In the meantime, the imbalance between demand and supply is leading to wide-spread increases in inflation as firms pass along some of the input price pressures they are subject to, including higher wages. Headline inflation is accelerating more rapidly than anticipated in most countries we monitor. We remain of the view that the inflation spike will be transitory, but it is now clear that it will take a few quarters for inflation to be purged of these temporary, but persistent, input price pressures. In Canada, we have maintained our inflation outlook roughly unchanged as the significant negative revisions to our growth forecasts incorporate an adjustment to the rate of potential output growth. In both Canada and the US, we continue to anticipate that core inflation measures will remain above central bank targets through 2023.

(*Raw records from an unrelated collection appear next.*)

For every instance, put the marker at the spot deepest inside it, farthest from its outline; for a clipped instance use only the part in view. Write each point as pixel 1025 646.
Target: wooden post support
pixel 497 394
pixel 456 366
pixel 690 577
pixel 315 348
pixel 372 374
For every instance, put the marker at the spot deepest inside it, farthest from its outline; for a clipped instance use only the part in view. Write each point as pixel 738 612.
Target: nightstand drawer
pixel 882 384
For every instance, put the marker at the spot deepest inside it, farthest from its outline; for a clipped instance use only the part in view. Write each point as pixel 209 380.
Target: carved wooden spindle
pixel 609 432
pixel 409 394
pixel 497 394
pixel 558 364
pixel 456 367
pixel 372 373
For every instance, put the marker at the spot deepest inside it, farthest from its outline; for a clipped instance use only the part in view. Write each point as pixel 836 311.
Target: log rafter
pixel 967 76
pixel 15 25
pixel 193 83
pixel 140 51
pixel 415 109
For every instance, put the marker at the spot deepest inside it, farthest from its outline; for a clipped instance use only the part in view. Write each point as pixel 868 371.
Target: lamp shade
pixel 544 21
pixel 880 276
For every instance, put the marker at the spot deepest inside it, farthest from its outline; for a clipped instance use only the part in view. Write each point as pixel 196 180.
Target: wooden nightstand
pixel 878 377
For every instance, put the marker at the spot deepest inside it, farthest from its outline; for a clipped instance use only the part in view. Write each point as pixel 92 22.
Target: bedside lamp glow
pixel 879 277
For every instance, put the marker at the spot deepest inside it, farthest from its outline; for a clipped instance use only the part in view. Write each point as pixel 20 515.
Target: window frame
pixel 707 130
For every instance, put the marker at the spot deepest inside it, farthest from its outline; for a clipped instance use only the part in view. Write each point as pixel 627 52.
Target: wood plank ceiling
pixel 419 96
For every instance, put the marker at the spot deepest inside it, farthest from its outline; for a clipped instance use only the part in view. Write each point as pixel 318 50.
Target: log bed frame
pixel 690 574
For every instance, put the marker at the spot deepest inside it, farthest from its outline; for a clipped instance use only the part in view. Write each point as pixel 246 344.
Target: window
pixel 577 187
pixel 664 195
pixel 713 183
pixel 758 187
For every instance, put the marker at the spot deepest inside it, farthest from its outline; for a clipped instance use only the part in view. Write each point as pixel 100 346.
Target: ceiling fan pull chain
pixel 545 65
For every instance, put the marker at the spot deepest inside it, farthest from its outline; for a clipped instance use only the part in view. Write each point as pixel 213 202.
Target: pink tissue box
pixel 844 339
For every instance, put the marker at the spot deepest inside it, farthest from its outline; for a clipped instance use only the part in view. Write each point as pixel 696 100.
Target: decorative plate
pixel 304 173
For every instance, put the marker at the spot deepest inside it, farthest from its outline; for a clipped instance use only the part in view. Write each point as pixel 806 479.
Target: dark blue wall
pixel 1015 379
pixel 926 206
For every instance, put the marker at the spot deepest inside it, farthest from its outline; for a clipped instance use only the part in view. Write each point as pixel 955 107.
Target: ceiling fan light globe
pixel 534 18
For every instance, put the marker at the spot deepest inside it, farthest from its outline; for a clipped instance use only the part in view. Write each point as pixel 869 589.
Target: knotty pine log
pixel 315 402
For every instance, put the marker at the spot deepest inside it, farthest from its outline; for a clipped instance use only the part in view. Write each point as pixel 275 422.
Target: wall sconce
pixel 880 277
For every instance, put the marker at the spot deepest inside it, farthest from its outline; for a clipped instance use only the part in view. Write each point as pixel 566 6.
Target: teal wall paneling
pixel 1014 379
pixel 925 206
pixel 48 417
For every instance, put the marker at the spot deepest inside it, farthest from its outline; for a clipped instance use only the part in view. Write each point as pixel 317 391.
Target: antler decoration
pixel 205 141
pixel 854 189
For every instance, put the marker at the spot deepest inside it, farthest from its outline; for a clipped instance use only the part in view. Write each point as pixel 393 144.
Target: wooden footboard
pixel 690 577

Central banks are reacting to these inflation pressures. In the Pacific Alliance countries, input price pressures combined with exchange rate depreciations have led to inflation surges that are already met by aggressive increases in policy rates. In Canada, the Bank of Canada has begun the tapering process and seems unfazed by the surprising weakness in second quarter output. The Federal Reserve appears to be setting the stage for a reduction to their quantitative easing program before year-end. As a result, we remain confident that the Bank of Canada will raise its policy rate next summer despite the mark-down to our growth forecasts. The Fed should follow in early 2023.

The Federal election in Canada is largely a non-event from a macroeconomic perspective. The two leading parties’ economic platforms suggest a largely stay-the-course approach for the next year or two in relation to the magnitude of spending, though platforms differ on what things might be done.